Une version soutient que, en souvenir de leur village d’origine, les migrants ont donné le nom de Sehou-Séguéla à l’espace qu’ils venaient de conquérir. Au fil du temps, cette appellation est devenue Séguéla pour plus de commodité, par déformation et par sclérose.
Une deuxième version soutient que le nom de Séguéla est lié à la position géographique prédite avant le voyage des fondateurs, qui devaient s’installer dans une zone bien précise où il y avait des Ségué, des arbres bien connus dans le Worodougou. D’où le nom “Sèguèla”, devenu Séguéla par déformation.
Une troisième version, moins probable, fait dériver le nom de Séguéla de l’expression “Anyé ségué”, qui signifie “nous sommes fatigués”.
C’est à Séguéla que les Keita ont changé de nom et sont devenus les Binaté, signifiant simplement “Bi Na Té”, c’est-à-dire “Notre venue, ou notre présence, ne date pas d’aujourd’hui”. Certains d’entre eux sont restés fidèles à leur nom d’origine, Keita ou Fouétai (déformation de Keita).

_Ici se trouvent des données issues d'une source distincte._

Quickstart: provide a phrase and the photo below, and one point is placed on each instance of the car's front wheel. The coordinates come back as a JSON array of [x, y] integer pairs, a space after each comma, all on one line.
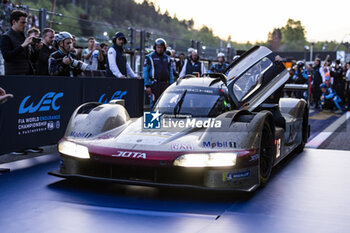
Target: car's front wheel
[[267, 154]]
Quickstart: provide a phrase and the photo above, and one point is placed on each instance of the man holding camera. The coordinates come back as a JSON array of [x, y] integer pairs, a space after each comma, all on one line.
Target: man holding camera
[[14, 46], [62, 62], [93, 54], [48, 35]]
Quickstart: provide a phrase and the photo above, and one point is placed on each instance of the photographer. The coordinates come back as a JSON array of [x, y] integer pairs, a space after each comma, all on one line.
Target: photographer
[[44, 53], [62, 62], [14, 46], [35, 47], [93, 54]]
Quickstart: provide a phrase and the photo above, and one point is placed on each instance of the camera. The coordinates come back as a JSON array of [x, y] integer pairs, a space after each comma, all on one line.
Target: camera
[[36, 40], [78, 64]]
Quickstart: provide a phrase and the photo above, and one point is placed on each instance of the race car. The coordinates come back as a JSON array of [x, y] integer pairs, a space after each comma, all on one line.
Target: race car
[[214, 132]]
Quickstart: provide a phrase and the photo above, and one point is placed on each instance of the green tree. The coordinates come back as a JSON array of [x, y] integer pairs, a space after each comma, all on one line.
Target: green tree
[[293, 36]]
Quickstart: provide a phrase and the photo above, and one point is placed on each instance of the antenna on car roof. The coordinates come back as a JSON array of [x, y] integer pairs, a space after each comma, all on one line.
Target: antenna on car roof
[[240, 58], [217, 78]]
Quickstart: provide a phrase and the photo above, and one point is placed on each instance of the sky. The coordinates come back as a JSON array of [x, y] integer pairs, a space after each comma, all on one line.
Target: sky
[[252, 20]]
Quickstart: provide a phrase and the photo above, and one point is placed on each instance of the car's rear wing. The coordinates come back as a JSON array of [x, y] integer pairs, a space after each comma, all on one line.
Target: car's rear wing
[[301, 88]]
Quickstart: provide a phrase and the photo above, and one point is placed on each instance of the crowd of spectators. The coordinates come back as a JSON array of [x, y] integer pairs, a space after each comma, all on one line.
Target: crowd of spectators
[[47, 53], [329, 82]]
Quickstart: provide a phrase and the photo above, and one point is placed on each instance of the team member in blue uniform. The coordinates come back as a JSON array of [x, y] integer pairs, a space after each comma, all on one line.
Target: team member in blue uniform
[[157, 71], [329, 97], [221, 66]]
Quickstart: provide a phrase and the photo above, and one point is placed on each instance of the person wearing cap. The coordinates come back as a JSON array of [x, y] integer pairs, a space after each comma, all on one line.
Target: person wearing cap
[[157, 70], [116, 61], [45, 51], [60, 60], [180, 63], [338, 81], [92, 54], [15, 46], [329, 98], [221, 66]]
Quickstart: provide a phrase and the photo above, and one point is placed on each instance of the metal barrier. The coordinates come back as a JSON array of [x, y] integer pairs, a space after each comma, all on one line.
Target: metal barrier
[[42, 106]]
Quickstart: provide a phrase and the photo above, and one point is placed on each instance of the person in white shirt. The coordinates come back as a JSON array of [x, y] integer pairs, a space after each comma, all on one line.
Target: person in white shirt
[[116, 62], [92, 55], [194, 66]]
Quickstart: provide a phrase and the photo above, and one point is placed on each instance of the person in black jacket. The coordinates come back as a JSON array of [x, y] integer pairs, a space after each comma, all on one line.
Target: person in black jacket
[[316, 82], [62, 62], [42, 65], [14, 46]]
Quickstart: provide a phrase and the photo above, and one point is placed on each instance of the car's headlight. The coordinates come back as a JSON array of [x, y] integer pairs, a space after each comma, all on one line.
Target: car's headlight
[[206, 160], [73, 149]]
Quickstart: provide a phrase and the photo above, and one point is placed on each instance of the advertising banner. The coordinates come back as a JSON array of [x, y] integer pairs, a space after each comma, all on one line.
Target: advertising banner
[[39, 112], [42, 106]]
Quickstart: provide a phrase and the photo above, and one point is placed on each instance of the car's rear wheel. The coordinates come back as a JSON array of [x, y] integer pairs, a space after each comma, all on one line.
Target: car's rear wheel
[[267, 154]]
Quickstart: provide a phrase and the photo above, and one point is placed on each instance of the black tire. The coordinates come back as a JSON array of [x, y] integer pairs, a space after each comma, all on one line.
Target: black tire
[[267, 154], [305, 132]]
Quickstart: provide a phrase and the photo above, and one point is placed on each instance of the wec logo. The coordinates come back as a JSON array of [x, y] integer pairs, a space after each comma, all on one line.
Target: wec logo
[[116, 95], [47, 101]]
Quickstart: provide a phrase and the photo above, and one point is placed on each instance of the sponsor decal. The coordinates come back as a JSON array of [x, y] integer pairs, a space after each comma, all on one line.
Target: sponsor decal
[[181, 147], [219, 144], [151, 120], [191, 123], [131, 154], [117, 95], [35, 122], [80, 134], [278, 148], [228, 176], [46, 103], [50, 125]]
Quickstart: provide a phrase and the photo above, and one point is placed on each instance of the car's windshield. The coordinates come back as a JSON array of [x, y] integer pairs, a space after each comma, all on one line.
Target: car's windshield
[[195, 102], [250, 80]]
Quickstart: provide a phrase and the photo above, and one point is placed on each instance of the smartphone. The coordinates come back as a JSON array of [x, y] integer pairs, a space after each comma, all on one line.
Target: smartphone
[[36, 39]]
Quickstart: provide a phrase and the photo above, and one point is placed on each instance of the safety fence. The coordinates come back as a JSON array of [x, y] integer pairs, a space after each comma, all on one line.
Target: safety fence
[[42, 106]]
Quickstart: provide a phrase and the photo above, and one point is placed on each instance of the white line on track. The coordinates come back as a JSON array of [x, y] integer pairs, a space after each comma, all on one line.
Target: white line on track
[[25, 163]]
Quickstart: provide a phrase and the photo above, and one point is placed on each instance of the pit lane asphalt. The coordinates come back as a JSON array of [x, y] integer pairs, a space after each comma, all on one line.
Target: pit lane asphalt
[[308, 192]]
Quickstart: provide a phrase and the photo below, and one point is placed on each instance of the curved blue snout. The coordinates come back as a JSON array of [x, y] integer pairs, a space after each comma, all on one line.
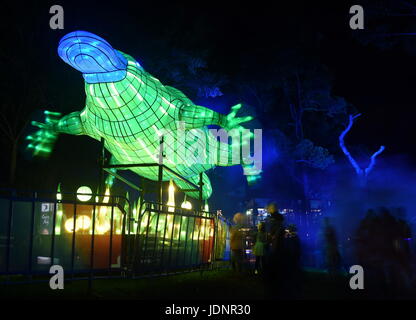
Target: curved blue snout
[[93, 56]]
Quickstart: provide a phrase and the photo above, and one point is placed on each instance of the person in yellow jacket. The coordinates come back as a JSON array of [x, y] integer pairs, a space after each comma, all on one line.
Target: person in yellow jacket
[[237, 243]]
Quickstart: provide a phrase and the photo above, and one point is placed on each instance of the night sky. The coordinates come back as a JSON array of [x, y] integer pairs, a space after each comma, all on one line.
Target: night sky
[[379, 83]]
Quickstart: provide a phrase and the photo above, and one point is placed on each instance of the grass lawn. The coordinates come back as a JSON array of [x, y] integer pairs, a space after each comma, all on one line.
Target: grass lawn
[[217, 284]]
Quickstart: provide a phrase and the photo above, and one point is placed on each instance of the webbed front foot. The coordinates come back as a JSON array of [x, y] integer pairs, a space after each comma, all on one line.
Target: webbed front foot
[[43, 140]]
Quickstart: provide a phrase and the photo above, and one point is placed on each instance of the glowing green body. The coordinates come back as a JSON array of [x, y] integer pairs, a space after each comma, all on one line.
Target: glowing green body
[[130, 113]]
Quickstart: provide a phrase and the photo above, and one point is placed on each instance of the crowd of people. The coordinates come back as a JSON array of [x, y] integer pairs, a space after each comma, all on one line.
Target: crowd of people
[[381, 243], [277, 252]]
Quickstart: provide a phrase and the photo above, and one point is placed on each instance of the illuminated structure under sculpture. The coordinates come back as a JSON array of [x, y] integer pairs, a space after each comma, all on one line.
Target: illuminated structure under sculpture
[[127, 107]]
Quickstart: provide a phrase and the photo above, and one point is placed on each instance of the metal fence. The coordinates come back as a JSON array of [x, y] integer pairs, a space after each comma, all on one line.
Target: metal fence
[[102, 236]]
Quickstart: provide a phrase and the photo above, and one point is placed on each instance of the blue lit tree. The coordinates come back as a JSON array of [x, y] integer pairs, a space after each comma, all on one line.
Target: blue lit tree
[[361, 173]]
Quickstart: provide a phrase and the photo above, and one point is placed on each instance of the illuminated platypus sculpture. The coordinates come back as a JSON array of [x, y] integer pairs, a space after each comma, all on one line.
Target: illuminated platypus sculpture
[[129, 108]]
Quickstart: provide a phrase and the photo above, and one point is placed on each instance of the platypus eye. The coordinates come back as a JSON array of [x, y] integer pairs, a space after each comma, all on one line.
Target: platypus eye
[[93, 56]]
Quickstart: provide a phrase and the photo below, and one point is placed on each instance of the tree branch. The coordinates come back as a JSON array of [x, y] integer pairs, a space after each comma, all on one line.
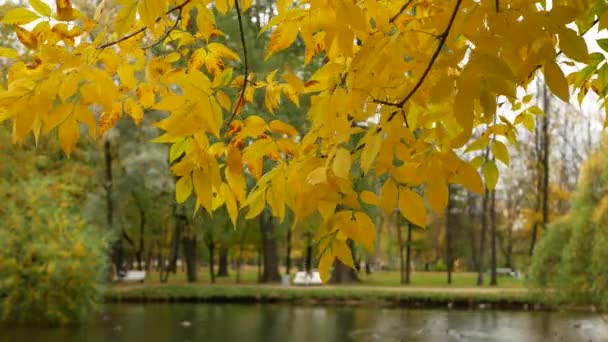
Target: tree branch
[[246, 64], [401, 10], [143, 29], [442, 39], [168, 32]]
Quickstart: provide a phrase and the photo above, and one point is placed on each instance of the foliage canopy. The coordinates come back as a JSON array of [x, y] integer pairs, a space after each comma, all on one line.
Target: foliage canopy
[[399, 89]]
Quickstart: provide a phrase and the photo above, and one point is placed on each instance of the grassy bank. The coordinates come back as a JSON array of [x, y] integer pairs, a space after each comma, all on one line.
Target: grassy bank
[[428, 289]]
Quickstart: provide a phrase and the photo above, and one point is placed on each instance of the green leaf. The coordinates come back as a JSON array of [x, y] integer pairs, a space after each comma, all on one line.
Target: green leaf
[[554, 76], [499, 150], [19, 16], [8, 53], [41, 7], [490, 173]]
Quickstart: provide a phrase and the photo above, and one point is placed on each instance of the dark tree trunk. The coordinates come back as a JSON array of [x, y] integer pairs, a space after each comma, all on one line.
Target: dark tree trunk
[[408, 254], [180, 225], [493, 279], [471, 204], [190, 256], [402, 275], [260, 257], [308, 263], [482, 238], [542, 179], [448, 237], [288, 252], [342, 274], [270, 252], [211, 248], [142, 224], [222, 270], [116, 256]]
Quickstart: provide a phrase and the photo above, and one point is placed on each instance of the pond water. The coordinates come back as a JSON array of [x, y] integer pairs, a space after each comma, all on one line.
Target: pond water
[[270, 323]]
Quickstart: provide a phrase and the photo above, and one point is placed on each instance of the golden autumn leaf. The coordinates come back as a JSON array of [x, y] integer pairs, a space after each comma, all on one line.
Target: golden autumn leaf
[[554, 76], [65, 11], [282, 37], [412, 207], [19, 16], [341, 163]]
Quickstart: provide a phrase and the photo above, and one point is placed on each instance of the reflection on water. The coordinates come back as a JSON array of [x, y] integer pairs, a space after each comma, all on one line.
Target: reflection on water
[[269, 323]]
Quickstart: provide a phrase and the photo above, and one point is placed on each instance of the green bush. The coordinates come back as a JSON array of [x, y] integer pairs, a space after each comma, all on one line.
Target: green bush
[[440, 266], [52, 262], [570, 259]]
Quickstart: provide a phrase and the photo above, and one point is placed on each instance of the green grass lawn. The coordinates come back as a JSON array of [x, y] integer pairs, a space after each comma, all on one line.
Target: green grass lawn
[[380, 278]]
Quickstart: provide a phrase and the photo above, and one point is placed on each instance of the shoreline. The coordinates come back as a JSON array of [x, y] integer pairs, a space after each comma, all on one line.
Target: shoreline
[[406, 297]]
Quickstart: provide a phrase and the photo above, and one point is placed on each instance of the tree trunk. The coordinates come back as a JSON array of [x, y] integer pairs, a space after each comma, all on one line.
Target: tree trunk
[[482, 238], [408, 252], [471, 204], [400, 242], [190, 256], [142, 224], [288, 252], [493, 279], [222, 270], [342, 274], [308, 262], [116, 256], [448, 238], [270, 253]]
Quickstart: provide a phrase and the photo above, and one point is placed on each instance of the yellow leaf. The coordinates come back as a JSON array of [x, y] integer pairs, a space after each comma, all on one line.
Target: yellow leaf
[[412, 207], [370, 151], [281, 127], [490, 173], [437, 194], [19, 16], [150, 10], [231, 206], [467, 176], [256, 203], [341, 250], [234, 173], [145, 94], [282, 37], [41, 7], [222, 6], [317, 176], [369, 198], [573, 45], [183, 188], [246, 4], [499, 150], [327, 259], [64, 10], [221, 50], [341, 164], [223, 99], [8, 53], [26, 38], [203, 189], [554, 76], [366, 231], [69, 132], [389, 196]]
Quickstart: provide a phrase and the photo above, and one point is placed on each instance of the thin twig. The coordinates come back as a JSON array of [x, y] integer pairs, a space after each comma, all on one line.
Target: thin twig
[[401, 10], [246, 64], [444, 37], [143, 29], [167, 33]]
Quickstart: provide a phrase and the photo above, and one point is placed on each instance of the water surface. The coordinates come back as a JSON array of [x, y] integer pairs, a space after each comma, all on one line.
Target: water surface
[[281, 323]]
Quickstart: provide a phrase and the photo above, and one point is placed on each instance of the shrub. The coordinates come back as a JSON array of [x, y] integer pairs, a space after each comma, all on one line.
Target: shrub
[[52, 262]]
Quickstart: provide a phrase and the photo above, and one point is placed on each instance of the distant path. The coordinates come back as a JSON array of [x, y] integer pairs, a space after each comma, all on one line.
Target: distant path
[[366, 288]]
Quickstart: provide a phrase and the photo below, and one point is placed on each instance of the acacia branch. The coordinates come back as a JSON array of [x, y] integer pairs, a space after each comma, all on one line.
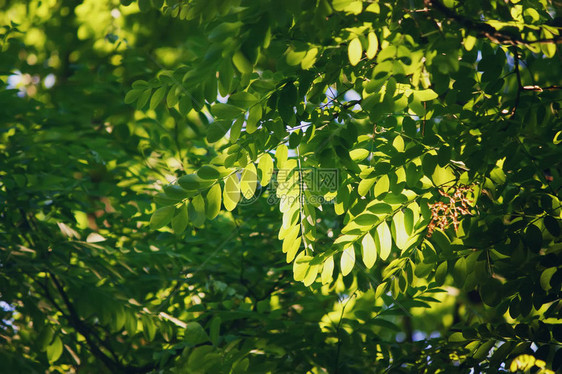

Il convient de signaler que les Binaté sont arrivés avec les Koné, qui faisaient partie des troupes de conquête des migrants de Ségou. Une fois le village fondé, il était nécessaire de réfléchir à l’organisation socio-économique. Ainsi, les Koné ont été confiés aux habitants du village de Gbinman, spécialisés dans l’art de la forge. Les Koné ont appris l’art de la forge afin de réduire la dépendance de Séguéla à l’égard des Coulibaly de Gbinman et du village de Ségou, d’où les habitants importaient la totalité de leur armement et de leurs outils agricoles.
Lors de la fondation de la ville de Séguéla, Gbinman existait déjà. Les populations de cette localité étaient des Coulibaly et des animistes. Aujourd’hui encore, les Coulibaly sont les chefs de terre ou “Dougoukoro-tigui” de Séguéla. Ils sont responsables de toutes les grandes cérémonies d’offrandes à Séguéla. Pendant ces cérémonies, il leur est interdit de boire ou de manger pendant toute la durée de l’événement. Ce n’est qu’une fois de retour chez eux, à Gbinman, qu’ils peuvent satisfaire leurs besoins. Cette cérémonie immuable s’est perpétuée jusqu’à nos jours.
Les repères géographiques qui ont servi à l’implantation du village de Séguéla sont le carrefour des sept rivières, toujours présentes dans la région. Ces cours d’eau sont : le Tchon’hon près du village de Kamana, le Bafouhoni sur la route de Watou, le Kiessamon, le Djemifi’n, le Fiani, le Fabatu et le Fouhoni-shouhonman qui sépare le village de Gbinman de Séguéla.
Plus tard, au XVIIe siècle, d’autres familles ont rejoint les premières souches, telles que les Bakayoko, les Soumahoro, les Diomandé, les Timité, les Dosso, etc.
À la fin du XIXe siècle, toute la région est tombée sous la domination de l’Almamy Samory Touré, fondateur de l’Empire Wassoulou, qui s’étendait de Kankan à Dabakala et Kong.